Jen E edited this page Oct 24, 2016 · 5 revisions

PDF of the presentation at the 3/8 Workshop can be found here: https://github.com/eregs/notice-and-comment/files/312384/EPA.N.C.Workshop.3-8.1.pdf

eRegulations - Notice & Comment Pilot Project

N&C Project Goals

Goals:

  • Find out if this interface will help facilitate the comment process by making it easier and less intimidating for the general public to comment.

  • Build this feature fully-open source so other agencies and organizations can build, modify, and enhance the platform.

  • HYPOTHESIS for COMMENTERS: By presenting the new rule in the context of the changing regulation, we will make it easier for commenters to understand the changes and better explain their views.

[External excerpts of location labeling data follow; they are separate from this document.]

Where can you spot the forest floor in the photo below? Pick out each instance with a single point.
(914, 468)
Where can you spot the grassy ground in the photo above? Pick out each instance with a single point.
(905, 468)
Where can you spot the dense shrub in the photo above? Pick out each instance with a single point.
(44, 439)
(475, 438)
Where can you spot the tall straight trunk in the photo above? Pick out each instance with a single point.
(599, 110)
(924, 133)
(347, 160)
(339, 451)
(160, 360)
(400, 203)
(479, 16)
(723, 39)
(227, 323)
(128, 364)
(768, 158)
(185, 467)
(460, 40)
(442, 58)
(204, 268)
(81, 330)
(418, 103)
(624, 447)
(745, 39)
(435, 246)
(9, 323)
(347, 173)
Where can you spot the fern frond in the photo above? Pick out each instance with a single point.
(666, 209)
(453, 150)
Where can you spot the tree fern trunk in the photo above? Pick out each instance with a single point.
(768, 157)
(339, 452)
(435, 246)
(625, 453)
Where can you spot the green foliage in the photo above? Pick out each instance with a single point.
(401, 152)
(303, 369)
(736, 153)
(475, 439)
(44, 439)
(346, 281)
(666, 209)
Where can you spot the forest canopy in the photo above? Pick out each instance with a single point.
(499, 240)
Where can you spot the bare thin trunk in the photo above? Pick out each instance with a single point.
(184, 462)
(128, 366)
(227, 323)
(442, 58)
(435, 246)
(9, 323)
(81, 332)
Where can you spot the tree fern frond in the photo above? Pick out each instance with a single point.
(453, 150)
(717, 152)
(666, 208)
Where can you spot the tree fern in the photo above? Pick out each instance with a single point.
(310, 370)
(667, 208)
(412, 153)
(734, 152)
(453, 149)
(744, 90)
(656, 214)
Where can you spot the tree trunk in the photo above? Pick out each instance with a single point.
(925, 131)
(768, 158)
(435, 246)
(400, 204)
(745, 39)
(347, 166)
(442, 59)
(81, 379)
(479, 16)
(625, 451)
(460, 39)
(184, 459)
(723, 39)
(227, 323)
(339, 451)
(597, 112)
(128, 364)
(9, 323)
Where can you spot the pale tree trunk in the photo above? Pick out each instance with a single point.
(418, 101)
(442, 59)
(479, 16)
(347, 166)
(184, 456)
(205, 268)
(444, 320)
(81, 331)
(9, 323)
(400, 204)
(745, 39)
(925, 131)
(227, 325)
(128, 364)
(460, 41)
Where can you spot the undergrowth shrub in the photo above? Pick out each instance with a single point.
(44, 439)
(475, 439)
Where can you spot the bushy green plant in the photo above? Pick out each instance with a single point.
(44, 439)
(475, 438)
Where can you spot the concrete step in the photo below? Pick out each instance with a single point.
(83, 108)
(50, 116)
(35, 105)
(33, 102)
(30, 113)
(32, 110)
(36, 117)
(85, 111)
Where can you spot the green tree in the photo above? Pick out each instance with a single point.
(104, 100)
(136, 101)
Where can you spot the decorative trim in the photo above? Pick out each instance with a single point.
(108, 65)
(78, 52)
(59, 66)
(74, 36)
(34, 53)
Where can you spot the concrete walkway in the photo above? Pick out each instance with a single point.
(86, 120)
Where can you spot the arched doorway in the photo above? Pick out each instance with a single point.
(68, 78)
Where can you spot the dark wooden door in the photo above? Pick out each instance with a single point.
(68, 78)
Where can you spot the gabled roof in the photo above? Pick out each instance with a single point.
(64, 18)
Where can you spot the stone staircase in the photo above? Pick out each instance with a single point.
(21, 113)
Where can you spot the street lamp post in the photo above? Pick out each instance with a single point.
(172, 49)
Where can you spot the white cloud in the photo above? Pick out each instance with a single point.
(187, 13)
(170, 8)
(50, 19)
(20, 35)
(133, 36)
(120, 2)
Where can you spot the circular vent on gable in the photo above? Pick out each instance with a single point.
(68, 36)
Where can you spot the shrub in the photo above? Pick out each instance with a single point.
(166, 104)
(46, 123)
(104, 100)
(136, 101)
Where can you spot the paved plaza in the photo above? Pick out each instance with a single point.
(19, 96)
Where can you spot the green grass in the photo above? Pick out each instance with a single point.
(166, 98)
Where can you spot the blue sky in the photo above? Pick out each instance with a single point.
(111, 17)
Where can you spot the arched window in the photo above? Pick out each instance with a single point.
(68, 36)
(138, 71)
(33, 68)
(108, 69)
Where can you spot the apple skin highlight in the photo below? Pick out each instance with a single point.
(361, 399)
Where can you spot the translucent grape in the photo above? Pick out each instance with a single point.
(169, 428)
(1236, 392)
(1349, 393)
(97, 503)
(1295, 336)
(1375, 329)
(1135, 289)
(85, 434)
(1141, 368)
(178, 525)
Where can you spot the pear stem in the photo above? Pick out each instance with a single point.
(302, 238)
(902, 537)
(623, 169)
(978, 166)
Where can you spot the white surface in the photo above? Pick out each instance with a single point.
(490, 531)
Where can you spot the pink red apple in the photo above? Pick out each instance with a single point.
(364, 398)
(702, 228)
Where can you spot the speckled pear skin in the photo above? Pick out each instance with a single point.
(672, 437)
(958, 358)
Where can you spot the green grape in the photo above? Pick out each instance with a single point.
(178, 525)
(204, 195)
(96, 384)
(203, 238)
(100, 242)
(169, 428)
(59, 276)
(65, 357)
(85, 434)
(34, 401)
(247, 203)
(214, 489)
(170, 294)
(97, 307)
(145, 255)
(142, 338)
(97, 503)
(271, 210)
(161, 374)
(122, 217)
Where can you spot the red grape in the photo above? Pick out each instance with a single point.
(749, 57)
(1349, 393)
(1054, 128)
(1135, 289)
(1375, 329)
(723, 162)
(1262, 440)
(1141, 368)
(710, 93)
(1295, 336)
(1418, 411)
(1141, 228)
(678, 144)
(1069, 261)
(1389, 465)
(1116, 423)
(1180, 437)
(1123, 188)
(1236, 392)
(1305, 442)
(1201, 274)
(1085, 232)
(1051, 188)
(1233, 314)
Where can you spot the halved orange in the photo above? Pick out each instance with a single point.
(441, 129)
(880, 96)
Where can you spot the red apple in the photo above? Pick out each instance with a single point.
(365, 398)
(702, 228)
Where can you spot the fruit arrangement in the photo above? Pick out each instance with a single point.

  • HYPOTHESIS for AGENCIES: By providing agencies with more context as to what parts of the rule comments relate to, we will make their job of sorting the comments easier and faster.

Research Findings

Internal staff

Who did we talk to?

  • 11 Total
    • 8 EPA
      • 1 Office of Water
      • 2 Office of Chemical Safety and Pollution Prevention
      • 1 eRulemaking
      • 3 Rule writers
      • 1 Docket office
    • 2 CFPB
      • 2 Rule writers in Research, Markets, & Regulation
    • 1 FCC
      • 1 Office of General Council

General learnings

Comments come in many forms.

  • A wide range of comment styles to address
  • Comments can be one paragraph to 100 pages
  • User's knowledge of the process can range from “What is a regulation?” to full legal backgrounds
  • Comment content can range from “This is the worst!” to a detailed cost benefit analysis

Who should comment?

  • Would love to see more comments from individuals
  • Far more people are affected by changes to regulations than those who comment
  • Individual commenters write with a lot of passion from personal experience
  • Getting more individual commenters requires going beyond publishing to the Federal Register
  • Awareness of the comment process is low

Process learnings


Sorting Comments - What do we do with all these comments?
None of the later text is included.